Dibantu Pastor Fr. Groot selama di Samarinda, Jacob Vredenbregt memasuki jantung-jantung kebudayaan Kalimantan. Ahli antropologi yang malang melintang di universitas ternama Indonesia itu, memberikan penjabaran yang menarik tentang kebudayaan dengan cara yang cermat.
Selama delapan tahun Vredenbregt membantu Universitas Indonesia,
kemudian Universitas Hasanuddin dan juga Universitas Lambung Mangkurat,
menjadikannya sosok yang tak diragukan mengenai antropologi, serta memiliki jaringan dengan para sejarawan ternama
termasuk Andri Lapian sampai Alexander van der Leeden.
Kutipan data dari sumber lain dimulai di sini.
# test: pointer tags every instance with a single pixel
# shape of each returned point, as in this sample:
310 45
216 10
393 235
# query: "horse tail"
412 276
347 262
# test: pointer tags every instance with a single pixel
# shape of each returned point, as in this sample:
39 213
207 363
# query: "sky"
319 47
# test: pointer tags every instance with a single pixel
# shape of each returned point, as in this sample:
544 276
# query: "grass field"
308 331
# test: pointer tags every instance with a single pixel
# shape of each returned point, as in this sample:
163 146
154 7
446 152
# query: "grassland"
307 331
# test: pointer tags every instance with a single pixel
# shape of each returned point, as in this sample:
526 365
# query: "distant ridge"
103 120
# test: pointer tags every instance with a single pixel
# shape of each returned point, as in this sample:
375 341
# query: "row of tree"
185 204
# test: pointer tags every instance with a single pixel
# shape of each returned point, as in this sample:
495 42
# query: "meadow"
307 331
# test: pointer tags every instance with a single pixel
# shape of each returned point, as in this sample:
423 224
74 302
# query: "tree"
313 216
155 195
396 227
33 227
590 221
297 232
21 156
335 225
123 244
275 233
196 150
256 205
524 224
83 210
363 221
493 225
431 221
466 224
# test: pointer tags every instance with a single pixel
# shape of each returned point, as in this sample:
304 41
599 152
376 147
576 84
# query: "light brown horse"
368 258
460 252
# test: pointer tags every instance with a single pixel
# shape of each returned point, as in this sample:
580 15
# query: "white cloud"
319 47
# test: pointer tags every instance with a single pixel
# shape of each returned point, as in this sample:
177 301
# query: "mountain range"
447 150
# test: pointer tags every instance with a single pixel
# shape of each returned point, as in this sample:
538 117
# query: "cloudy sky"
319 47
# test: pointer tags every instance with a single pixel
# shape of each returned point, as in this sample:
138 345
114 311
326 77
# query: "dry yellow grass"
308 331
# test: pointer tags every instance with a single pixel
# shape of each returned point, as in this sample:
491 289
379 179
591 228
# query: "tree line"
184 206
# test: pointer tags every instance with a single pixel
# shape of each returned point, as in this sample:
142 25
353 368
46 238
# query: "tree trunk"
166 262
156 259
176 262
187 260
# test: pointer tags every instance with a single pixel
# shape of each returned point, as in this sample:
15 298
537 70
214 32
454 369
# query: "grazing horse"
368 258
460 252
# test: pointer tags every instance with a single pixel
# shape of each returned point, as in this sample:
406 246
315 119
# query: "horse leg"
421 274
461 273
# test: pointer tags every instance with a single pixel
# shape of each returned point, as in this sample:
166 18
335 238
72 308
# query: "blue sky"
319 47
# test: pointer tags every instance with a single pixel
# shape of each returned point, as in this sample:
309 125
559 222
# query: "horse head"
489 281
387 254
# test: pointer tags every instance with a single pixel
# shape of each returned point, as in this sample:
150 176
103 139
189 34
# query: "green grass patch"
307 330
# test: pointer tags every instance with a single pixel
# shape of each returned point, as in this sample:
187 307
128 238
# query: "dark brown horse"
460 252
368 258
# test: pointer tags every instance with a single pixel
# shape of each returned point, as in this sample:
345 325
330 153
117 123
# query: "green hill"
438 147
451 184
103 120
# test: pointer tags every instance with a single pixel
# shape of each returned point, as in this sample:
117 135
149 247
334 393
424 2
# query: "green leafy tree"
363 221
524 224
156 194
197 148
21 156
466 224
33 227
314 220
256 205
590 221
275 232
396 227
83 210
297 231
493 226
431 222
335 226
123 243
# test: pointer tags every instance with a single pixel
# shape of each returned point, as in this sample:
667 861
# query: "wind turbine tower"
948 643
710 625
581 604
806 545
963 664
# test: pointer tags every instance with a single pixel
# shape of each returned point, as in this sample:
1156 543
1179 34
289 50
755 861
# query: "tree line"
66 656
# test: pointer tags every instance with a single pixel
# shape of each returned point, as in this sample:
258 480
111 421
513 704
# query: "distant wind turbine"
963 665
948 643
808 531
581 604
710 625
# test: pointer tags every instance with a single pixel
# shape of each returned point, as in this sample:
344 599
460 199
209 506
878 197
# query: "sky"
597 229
Salah satu yang menarik
perhatiannya yakni patung-patung kayu Dayak atau hampatong.
Hampatong adalah
patung-patung yang dipahat dari kayu atau tulang, yang menggambarkan manusia,
hewan dan mahluk-mahluk menakutkan. Patung-patung ini digunakan dengan berbagai
tujuan dalam sistem religi Dayak.
Hampatong terbagi dua,
yakni hampatong kecil atau mini, biasanya tidak melebihi 20 sentimeter. Dikenal
dengan karohei dan penyang (yang tercakup golongan ini tak hanya
patung, tapi juga benda lain seperti akar kayu, taring beruang, buaya, babi
ataupun dari hewan lain, batu-batu aneh, berbagai jenis rumput, manik dan
sebagainya yang diberikan nilai magis).

Adalah sesuatu
yang biasa berlaku pada masyarakat Dayak, benda-benda tertentu seperti hampatong
dihubungkan dengan lingkungan dan kelompok secara kosmis, maupun keagamaan dan
sosial.
Hampatong mini oleh masyarakat Dayak seringkali disimpan di dalam rumahnya dianggap akan membawa untung, kesehatan, panen berlimpah ruah dan sebagainya. Satu yang dikenal yakni karohei tatau (karohei kekayaan). Yang masing-masing bentuk memiliki makna khusus.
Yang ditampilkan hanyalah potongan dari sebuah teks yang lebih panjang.